< Mattheüs 18 >
1 Te dierzelfder ure kwamen de discipelen tot Jezus, zeggende: Wie is toch de meeste in het Koninkrijk der hemelen?
AT that time came the disciples to Jesus, saying, Who is indeed the greatest in the kingdom of heaven?
2 En Jezus een kindeken tot Zich geroepen hebbende, stelde dat in het midden van hen;
And Jesus calling a little boy, set him in the midst of them,
3 En zeide: Voorwaar zeg Ik u: Indien gij u niet verandert, en wordt gelijk de kinderkens, zo zult gij in het Koninkrijk der hemelen geenszins ingaan.
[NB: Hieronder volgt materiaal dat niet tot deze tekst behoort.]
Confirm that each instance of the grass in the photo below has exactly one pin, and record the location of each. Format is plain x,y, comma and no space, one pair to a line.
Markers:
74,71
and said, Verily I say unto you, Except ye be changed and be as little children, ye shall in no wise enter into the kingdom of heaven.
4 Zo wie dan zichzelven zal vernederen, gelijk dit kindeken, deze is de meeste in het Koninkrijk der hemelen.
Whosoever therefore shall humble himself, as this little child, he shall be greatest in the kingdom of heaven.
5 En zo wie zodanig een kindeken ontvangt in Mijn Naam, die ontvangt Mij.
And whosoever shall receive one such little child in my name, receiveth me.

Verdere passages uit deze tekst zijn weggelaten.